Safe(r) Custom User-Authentication

If you are still storing passwords with MD5 hashing you're doing it wrong. The .NET platform provides a Cryptography library that allows you to develop PBKDF2 user authentication to the standards of the Open Web Application Security Project. Tom Fischer explains the background, shows a solution, and discusses the issues.

‘I know that’s a secret, for it’s whispered every where’

“Love for Love” by William Congreve 1670-1729

It is a never-ending struggle to create a custom solution for properly authenticating users. The alternative of applying yesterday’s secure best practices today borders on negligence. As fast as the industry invents reasonable authentication techniques, older established techniques become compromised. A few years ago developers saved plaintext passwords in a database, today they only use a hash-based representation. Yesterday developers created hashes with MD5, today PBKDF2 sits atop the hierarchy of hashing algorithms.
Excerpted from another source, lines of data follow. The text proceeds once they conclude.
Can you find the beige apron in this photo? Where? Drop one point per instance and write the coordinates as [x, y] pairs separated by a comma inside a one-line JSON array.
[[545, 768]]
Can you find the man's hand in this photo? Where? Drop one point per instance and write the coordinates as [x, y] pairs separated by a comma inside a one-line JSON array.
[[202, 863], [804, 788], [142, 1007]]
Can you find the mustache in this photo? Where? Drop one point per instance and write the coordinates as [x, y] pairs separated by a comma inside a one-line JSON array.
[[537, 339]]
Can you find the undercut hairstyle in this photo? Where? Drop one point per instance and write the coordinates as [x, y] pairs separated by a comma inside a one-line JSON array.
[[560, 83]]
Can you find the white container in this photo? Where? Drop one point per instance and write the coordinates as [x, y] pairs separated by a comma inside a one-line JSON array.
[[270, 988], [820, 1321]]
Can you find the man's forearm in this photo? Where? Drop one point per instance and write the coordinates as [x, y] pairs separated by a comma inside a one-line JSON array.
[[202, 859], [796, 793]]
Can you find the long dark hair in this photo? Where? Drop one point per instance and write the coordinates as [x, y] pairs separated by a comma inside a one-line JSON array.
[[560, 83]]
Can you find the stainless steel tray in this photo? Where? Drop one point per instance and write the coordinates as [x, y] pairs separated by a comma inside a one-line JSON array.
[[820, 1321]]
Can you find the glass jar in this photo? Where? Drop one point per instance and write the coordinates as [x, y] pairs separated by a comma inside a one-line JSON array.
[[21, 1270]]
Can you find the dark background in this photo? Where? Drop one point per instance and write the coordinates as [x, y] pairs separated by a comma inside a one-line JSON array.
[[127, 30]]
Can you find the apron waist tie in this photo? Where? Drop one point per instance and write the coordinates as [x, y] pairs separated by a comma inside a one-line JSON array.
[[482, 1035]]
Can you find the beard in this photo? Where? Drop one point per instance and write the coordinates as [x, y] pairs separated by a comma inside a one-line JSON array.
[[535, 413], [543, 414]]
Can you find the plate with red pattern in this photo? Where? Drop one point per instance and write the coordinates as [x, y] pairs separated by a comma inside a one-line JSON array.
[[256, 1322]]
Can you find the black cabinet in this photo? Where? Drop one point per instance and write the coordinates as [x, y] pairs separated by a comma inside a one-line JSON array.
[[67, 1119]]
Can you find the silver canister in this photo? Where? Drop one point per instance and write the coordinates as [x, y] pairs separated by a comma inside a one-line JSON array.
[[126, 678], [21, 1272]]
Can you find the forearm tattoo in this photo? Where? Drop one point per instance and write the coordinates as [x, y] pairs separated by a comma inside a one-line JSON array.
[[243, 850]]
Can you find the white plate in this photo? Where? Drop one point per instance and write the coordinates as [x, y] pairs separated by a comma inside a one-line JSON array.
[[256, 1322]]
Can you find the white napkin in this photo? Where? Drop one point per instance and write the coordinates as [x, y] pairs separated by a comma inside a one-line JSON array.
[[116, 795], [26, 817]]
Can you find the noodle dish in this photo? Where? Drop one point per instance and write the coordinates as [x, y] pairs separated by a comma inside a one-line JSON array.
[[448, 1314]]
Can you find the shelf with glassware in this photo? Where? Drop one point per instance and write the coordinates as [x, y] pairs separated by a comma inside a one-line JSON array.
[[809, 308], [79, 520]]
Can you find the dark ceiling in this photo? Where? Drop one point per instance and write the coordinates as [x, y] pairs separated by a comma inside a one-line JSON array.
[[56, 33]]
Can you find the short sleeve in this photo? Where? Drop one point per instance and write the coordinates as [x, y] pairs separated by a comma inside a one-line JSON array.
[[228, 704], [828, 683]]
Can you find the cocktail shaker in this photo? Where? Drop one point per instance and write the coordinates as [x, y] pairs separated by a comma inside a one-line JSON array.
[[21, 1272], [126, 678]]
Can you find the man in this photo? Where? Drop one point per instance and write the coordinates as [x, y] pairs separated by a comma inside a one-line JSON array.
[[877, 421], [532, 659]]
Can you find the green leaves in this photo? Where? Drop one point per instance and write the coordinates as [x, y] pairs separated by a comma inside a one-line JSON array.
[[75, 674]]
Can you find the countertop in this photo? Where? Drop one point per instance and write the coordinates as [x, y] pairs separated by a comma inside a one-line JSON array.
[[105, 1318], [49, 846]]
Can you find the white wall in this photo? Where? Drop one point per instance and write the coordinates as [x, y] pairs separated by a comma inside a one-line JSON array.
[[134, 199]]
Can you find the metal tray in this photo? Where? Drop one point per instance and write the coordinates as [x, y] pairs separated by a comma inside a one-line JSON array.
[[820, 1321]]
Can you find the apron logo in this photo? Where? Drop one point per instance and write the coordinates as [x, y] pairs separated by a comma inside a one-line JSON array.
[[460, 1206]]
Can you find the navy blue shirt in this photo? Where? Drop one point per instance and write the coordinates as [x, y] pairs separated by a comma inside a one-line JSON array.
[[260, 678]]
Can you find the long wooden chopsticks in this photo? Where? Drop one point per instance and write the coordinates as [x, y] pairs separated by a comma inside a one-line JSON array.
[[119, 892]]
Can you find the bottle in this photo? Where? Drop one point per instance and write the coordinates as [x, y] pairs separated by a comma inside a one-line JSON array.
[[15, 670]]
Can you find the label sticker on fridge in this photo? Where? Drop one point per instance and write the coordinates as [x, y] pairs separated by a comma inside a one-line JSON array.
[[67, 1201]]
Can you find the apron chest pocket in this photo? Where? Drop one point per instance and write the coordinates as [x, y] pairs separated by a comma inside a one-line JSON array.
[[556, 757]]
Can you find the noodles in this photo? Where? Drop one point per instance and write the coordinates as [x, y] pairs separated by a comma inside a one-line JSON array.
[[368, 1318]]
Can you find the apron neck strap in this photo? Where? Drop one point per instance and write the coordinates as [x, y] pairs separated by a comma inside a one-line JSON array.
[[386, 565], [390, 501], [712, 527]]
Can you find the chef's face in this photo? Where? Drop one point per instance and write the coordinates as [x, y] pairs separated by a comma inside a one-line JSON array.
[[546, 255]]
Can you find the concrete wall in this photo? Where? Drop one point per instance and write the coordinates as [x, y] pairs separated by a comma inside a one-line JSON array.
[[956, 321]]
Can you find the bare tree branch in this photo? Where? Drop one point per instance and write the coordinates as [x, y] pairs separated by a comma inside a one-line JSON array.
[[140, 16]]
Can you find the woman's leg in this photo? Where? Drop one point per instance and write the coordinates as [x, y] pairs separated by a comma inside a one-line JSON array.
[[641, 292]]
This article demonstrates how developers can apply Open Web Application Security Project (OWASP) recommendations for handling user’s password hashes with the .NET Cryptography library. It also reviews some related concepts that developers who are new to cryptography may find helpful.

Making a Hash of Things

In the beginning, the process of authenticating users merely involved asking them for their name and password and comparing it to information saved in a datastore, such as, Microsoft SQL Server. It turns out that hackers and thieves loved this arrangement, too. The task of illegally accessing and reading a database table did not prove that tough for the highly-motivated hacker when accessing a table with lax access-control. Thus began the race to symmetrically encrypt passwords. Although this was a step in the right direction, any mistake in the implementation  exposed user credentials or, almost as bad, made it impossible to authenticate users. A better solution was required in order to authenticate users effectively and efficiently.

The big breakthrough for many applications and enterprises that needed custom authentication came when it became no longer necessary to store user passwords. Authentication became a more modest exercise when it became possible to create and save a one-way representation of passwords for comparison checks.

There are three important requirements for a secure one-way representation of passwords.

  • The same text always creates the same representation. For example, the calculated representation of “ABC” is always “QUJD”.
  • Two different texts cannot generate the same representation. For example, the calculated representation of “ABc” cannot equal “QUJD”.
  • Even if you know the representation of a password, it doesn’t expose the password itself. For example, someone knowing the representation “QUJD” should not be able to determine the password “ABC”.

Cryptographic hash functions meet these requirements with a high degree of success.

2243-imgA.jpg

.NET exposes a family of some of the more well-known of these hashing algorithms. We explore two of them in the next section.

Happy Path

Before we talk code, we ought to summarize the underlying “happy path” of authentication with hashes. The exercise starts when our new user provides a name and password. With this information we then calculate the password’s hash representation and store it in a database.

2243-imgB.jpg

When the user returns, the authentication process calculates a hash of the provided password and compares it to the hash representation of it stored in the database for the given user name. If the hashes match, the user has successfully authenticated.

2243-imgC1.jpg

It bears repeating that (1) the database never stored the password, only its representation, and (2) only when a user provided the same text that they provided the first time around would the hashed values match.

So far, so good? Maybe.

What if several users employed the same password? If one of them is a bit mischievous they might try authenticating any and all users with their password. Given time and a little luck our misbehaving user might find those other users with matching passwords and log into their accounts. 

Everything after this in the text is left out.